Allein die Haftpflichtversicherung für einen 14 Jahre alten Ford Fiesta würde in dieser teuren Klasse unseren 19-jährigen Modellkunden zwischen 935 und 6 293 Euro im Jahr kosten. Eine gleichaltrige Frau könnte sich immerhin für knapp 800 Euro versichern.
In Schadenfreiheitsklasse 1/2, in die es junge Fahrer in der Regel schaffen können, wenn ihr Vertrag fast ein Kalenderjahr lief, sinkt der Beitrag dann aber deutlich. So kann die 19-jährige Isabella Stockfisch aus Brühl ihren Wagen im Fair-Tarif bei der AdmiralDirekt für 587 Euro versichern. Das teuerste Angebot würde sie 2 900 Euro im Jahr kosten (siehe Tabelle: Junger Fahrer).
Etliche Versicherer versuchen mit hohen Beiträgen Fahranfänger abzuschrecken, doch es gibt inzwischen auch einige, die jungen Kunden etwas mehr bieten als bisher. Die Zahl der Anbieter steigt, die Führerscheinneulingen nach einem Jahr „begleitetem Fahren“ Rabatt geben.
Ein spezielles Angebot für Studenten hat die Öffentliche Oldenburg parat: Studierende Neukunden, die noch keine 30 Jahre alt sind, erhalten 20 Prozent Nachlass auf den Versicherungsbeitrag.
Spezialrabatte der Versicherer klingen oft verlockend, doch Prozente auf einen eher mittelmäßigen Preis können immer noch deutlich teurer sein als normale Konditionen bei einem günstigen Anbieter.

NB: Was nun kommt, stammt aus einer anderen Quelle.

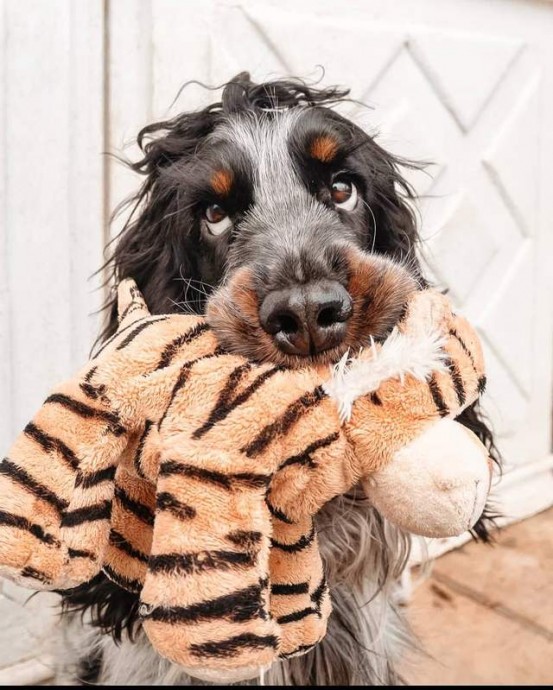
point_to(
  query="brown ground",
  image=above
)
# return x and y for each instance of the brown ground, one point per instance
(485, 614)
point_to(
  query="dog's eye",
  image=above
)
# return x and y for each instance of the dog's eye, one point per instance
(217, 219)
(344, 193)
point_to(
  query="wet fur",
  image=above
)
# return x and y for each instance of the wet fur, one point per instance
(164, 247)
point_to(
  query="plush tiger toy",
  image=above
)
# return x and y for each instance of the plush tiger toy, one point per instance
(191, 476)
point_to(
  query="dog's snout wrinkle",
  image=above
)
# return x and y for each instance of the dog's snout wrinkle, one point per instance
(307, 319)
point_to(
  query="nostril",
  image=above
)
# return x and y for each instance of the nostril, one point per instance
(327, 317)
(285, 323)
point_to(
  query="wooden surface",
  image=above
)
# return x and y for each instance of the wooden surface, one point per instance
(485, 615)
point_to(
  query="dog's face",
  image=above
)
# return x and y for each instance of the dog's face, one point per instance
(292, 214)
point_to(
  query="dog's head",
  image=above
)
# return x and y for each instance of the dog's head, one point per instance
(289, 223)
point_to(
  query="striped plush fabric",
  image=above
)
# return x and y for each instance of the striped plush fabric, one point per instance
(192, 476)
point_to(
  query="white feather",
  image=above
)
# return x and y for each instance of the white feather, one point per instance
(399, 355)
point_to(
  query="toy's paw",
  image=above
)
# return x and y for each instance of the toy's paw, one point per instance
(437, 485)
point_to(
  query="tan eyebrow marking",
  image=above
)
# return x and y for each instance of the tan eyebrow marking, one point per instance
(324, 148)
(221, 182)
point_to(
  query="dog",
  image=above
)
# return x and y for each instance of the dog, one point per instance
(254, 211)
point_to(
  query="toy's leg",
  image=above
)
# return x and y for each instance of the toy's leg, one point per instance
(56, 489)
(300, 600)
(205, 599)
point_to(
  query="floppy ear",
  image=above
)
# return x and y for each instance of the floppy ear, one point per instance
(159, 241)
(130, 303)
(393, 228)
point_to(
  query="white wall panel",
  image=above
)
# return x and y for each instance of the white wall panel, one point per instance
(52, 196)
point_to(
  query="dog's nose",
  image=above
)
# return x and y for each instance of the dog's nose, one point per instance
(307, 319)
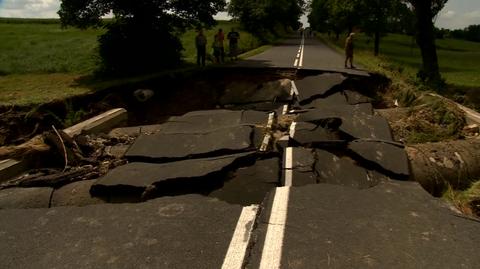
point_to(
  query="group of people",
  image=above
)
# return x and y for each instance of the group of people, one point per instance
(217, 45)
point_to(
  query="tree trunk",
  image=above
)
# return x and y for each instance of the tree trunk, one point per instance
(436, 166)
(426, 41)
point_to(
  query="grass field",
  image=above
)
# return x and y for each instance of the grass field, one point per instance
(40, 61)
(459, 60)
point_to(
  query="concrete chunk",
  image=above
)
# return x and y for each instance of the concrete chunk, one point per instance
(99, 124)
(388, 157)
(177, 146)
(11, 168)
(137, 176)
(19, 198)
(312, 87)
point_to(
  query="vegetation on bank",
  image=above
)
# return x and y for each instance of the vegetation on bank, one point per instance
(41, 62)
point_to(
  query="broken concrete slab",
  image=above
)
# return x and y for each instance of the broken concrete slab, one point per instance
(247, 92)
(125, 131)
(393, 225)
(335, 99)
(354, 98)
(173, 232)
(207, 121)
(19, 198)
(313, 87)
(117, 151)
(167, 147)
(135, 177)
(368, 127)
(99, 124)
(387, 157)
(75, 194)
(343, 171)
(11, 168)
(309, 134)
(249, 185)
(357, 125)
(336, 111)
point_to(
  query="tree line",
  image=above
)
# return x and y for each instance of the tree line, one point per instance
(470, 33)
(144, 35)
(377, 17)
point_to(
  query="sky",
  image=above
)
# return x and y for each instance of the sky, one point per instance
(457, 14)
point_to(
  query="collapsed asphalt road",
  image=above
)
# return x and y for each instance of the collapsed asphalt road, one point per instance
(319, 183)
(332, 194)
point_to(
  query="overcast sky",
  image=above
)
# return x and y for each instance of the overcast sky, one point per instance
(456, 14)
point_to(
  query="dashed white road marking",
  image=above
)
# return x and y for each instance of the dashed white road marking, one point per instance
(294, 89)
(299, 58)
(292, 129)
(238, 245)
(271, 118)
(272, 248)
(288, 167)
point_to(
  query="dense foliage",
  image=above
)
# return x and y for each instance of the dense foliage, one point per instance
(264, 17)
(377, 17)
(144, 34)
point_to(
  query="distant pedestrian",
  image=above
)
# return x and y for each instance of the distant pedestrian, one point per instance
(233, 38)
(201, 45)
(218, 48)
(349, 50)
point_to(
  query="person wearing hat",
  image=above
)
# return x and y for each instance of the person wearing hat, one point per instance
(349, 50)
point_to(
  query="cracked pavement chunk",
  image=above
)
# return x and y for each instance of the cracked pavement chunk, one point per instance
(342, 171)
(393, 225)
(246, 92)
(312, 134)
(75, 194)
(249, 185)
(171, 232)
(355, 98)
(135, 177)
(164, 147)
(18, 198)
(391, 158)
(206, 121)
(336, 99)
(317, 86)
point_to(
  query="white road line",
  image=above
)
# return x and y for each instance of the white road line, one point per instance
(271, 118)
(289, 158)
(241, 237)
(266, 142)
(294, 88)
(288, 167)
(292, 129)
(272, 248)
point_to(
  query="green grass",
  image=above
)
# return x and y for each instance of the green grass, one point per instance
(41, 62)
(464, 200)
(459, 60)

Junge Fahrer sollten zunächst möglichst beim Versicherer ihrer Eltern einen eigenen Vertrag abschließen, da sie hier oft eine günstigere Ersteinstufung ihres Vertrags bekommen – meist 140 Prozent Beitragssatz oder besser in der Kfz-Haftpflicht.
Überblick verschaffen
Vor dem Vertragsabschluss lohnt es sich in jedem Fall, mehrere Angebote zu vergleichen. Viele Versicherer bieten inzwischen auf ihrer Internetseite einen Tarifrechner an, mit dem jeder seinen Beitrag unverbindlich ermitteln kann.
Weitere Daten zu einem Tarif bietet das Produktinformationsblatt, das die Versicherer Kunden vor Vertragsabschluss zur Verfügung stellen müssen. Dazu sind sie seit Mitte des Jahres gesetzlich verpflichtet (mehr zu Gesetzesänderungen siehe Text Dreimal Plus für die Kunden).
In dem Schreiben findet der Kunde zusammengefasste Informationen zu Preis und Umfang des Versicherungsschutzes, zu seinen Pflichten bei Vertragsabschluss oder im Schadensfall sowie Hinweise über Beginn und Ende des Schutzes.
Interessenten, die auf einen schnellen, einfachen Vergleich mehrerer Angebote anhand des Papiers hoffen, werden jedoch enttäuscht sein. Denn die Informationsblätter sind alles andere als einheitlich.
Mal genügt eine bedruckte Seite, mal gönnt sich ein Versicherer dafür vier Seiten. Es gibt Anbieter, die Informationen und Preise zum Haftpflicht- und Kaskoschutz in separaten Papieren aufschlüsseln, andere fassen alles auf einem Blatt zusammen.
Nur eine Gemeinsamkeit findet sich in allen Produktinformationsblättern: der Hinweis, dass die Information nicht abschließend ist. Wer also genau wissen will, was ein Tarif bietet, wird nicht umhinkönnen, einen Blick in die kompletten Versicherungsbedingungen zu werfen.